足元の円安・ドル高も追い風だ。QUICK・ファクトセットによると、S&P500種株価指数を円換算した値は18日に58万台と過去最高値だった。年初来で6%、17年末比では約9割の上昇だ。円換算した米株指数に連動する各投信の基準価額も軒並み設定来の最高値を更新しており、「保有者は全員が含み益」という状態だ。

一方で日本株への関心は低い。19日の日経平均は積極的な上値追いの勢いには乏しかった。
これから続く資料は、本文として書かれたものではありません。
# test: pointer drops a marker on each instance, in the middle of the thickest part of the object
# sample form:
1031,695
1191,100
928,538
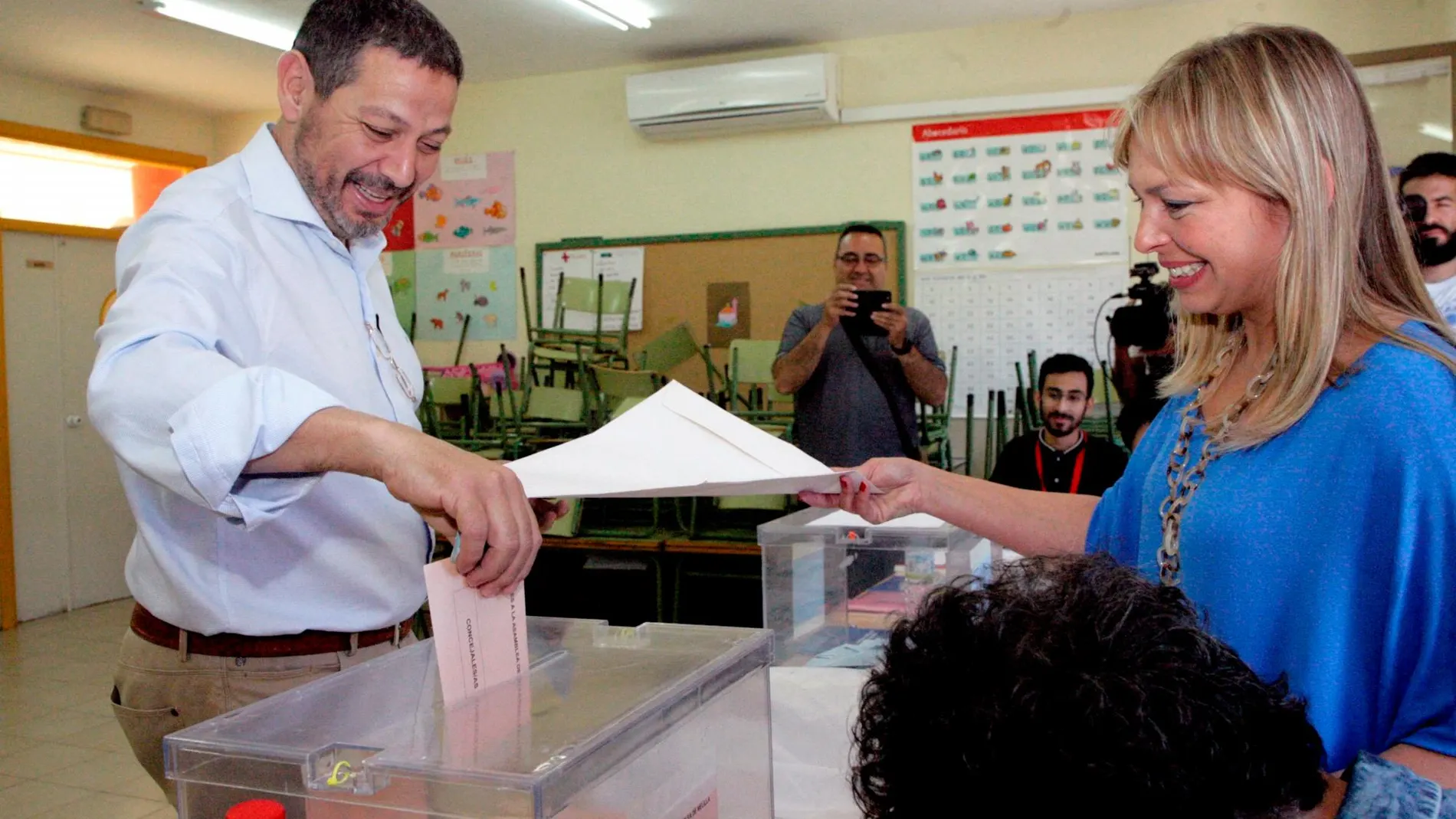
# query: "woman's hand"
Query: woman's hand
903,483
売り越し基調は中長期投資家も同様で、日経平均連動型の上場投資信託(ETF)を保有していた個人投資家は「2万9000円に乗せたところで売った」と話す。
ニッセイ基礎研究所の前山裕亮氏はインフレと景気動向を軸に、4つのシナリオで円建て米国株の先行きを分析する。現在は「インフレ収束・景気堅調」に近い状況とみており、投資に理想的な環境だ。ただ「インフレ収束・景気後退」に転じた場合、円建て米国株の損失はドル建て以上に大きくなる可能性がある。
ある個人投資家は「超長期のチャートでみれば2割の下落も許容範囲内」と楽観視する。前山氏は「最近、円建ての米株に投資してきた人は大きな下落の経験がない。景気後退局面に備えてリスクが偏っていないか点検する必要がある」と警鐘を鳴らす。